Condenou a PEC 241, que propõe congelar os gastos da educação e da saúde por 20 anos. “Em termos reais, congela hoje e dura por 120 anos. Significa a redução do gasto de saúde por cada brasileiro, por cada brasileira e para educação no nosso país daqui para frente”. “É um golpe grandão”, avalia.
Sem citar nomes, falou de quem tentou comprar voto do chanceler do Uruguai. Fazia referência ao ministro golpista das Relações Exteriores, José Serra, que tentou comprar voto de seu par no país vizinho, com objetivo de boicotar a Venezuela.
“Estamos vendo que este processo tem respaldo de setores que nós consideramos a elite conservadora deste país. Sabemos também que houve uma participação da mídia, de segmentos da mídia, oportunistas e oligopolistas. Isto ficou muito claro para a imprensa internacional“.

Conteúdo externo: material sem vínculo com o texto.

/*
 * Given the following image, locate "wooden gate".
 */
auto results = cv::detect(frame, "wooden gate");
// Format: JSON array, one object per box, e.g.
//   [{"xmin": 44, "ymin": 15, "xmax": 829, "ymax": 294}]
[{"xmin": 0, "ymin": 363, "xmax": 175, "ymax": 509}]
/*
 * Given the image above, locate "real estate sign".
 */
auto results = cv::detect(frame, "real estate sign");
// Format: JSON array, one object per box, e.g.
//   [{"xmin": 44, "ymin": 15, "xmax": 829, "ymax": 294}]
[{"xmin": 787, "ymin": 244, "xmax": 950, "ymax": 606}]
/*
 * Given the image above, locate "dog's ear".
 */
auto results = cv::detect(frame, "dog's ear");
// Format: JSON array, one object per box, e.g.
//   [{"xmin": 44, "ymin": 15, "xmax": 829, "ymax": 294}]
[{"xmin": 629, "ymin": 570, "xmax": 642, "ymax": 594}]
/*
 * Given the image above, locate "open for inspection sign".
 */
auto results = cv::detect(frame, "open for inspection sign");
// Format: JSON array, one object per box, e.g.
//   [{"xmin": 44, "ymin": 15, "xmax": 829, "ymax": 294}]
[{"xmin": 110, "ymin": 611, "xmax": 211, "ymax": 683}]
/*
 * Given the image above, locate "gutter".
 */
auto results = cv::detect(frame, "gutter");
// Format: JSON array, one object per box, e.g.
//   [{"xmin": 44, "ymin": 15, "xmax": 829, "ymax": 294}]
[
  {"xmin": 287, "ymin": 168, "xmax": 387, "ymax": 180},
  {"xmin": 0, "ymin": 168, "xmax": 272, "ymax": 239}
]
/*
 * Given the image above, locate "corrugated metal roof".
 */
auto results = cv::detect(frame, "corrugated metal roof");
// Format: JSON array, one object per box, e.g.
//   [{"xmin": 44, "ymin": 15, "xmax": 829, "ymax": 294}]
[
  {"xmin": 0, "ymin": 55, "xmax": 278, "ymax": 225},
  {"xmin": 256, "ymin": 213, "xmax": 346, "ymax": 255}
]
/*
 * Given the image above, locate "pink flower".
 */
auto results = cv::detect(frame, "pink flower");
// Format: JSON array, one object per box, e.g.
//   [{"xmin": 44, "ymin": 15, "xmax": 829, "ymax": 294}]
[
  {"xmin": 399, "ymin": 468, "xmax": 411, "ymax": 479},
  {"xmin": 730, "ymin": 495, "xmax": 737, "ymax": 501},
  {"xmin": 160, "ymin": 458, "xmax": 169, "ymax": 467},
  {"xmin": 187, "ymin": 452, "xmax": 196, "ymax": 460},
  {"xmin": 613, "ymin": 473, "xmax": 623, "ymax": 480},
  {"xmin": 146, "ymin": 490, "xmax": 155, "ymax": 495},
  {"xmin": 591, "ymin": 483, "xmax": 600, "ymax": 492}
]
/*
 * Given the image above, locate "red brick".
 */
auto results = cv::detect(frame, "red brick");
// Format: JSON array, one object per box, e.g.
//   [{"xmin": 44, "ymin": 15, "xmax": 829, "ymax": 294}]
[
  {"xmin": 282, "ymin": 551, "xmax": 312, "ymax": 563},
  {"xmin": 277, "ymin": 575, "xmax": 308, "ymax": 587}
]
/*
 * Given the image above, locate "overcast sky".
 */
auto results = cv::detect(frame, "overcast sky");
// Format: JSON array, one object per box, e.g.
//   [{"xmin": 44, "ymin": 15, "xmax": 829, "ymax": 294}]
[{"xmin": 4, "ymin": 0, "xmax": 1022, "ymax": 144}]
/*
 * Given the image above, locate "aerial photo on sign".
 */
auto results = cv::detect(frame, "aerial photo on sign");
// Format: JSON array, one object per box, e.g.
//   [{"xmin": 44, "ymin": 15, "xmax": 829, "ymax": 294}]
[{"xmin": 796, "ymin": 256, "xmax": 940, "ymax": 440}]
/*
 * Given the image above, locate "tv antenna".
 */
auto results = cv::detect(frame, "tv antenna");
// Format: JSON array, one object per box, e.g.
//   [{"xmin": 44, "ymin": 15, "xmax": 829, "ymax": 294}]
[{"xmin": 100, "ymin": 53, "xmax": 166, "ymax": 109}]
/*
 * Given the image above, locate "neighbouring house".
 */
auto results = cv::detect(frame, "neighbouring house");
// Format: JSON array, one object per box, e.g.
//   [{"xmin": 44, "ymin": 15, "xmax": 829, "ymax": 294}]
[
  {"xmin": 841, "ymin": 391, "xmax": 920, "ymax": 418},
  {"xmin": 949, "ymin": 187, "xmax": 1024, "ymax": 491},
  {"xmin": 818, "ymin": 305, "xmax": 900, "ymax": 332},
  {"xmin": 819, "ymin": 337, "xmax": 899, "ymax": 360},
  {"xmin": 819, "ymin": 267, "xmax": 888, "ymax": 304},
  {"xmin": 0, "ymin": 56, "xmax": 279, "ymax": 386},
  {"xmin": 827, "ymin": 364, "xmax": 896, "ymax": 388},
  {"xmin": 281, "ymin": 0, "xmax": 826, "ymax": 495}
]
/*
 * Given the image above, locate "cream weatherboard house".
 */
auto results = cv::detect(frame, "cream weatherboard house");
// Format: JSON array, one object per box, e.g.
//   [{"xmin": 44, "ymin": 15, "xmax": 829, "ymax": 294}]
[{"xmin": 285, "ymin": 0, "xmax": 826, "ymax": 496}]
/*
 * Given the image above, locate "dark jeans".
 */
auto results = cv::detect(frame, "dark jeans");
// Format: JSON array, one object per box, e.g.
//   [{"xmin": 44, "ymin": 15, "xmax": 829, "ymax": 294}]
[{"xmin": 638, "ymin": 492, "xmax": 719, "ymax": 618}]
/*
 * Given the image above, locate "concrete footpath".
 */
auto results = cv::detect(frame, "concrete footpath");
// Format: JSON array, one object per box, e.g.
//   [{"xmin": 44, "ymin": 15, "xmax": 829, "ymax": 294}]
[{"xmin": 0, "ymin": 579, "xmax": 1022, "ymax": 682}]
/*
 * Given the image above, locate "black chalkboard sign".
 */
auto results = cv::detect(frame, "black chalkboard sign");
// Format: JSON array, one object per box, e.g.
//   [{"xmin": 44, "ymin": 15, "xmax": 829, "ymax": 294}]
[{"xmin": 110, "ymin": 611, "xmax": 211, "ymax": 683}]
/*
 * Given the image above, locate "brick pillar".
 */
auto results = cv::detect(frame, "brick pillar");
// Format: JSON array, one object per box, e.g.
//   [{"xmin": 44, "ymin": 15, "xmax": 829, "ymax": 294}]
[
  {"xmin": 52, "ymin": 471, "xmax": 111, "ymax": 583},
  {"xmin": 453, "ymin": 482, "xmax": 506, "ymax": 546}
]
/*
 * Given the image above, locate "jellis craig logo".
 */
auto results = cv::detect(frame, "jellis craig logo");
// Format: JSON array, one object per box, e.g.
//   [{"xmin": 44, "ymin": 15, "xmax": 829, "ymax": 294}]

A presidenta agradeceu o apoio que recebeu de milhares de mulheres em todo o País durante seu afastamento: “As mulheres têm me prestado um grande apoio. É mais do que qualquer coisa. É um símbolo. Sei que serei a primeira de muitas mulheres presidentas deste país”, afirmou. E agradeceu: “Quando, em ato de extrema mesquinharia, retiraram as rosas do Palácio da Alvorada, eu recebi rosas dessas mulheres. Nunca esteve tão florido”. “Quando falam que eu tenho capacidade de resistir… É porque eu tenho que honrar as mulheres do meu país”.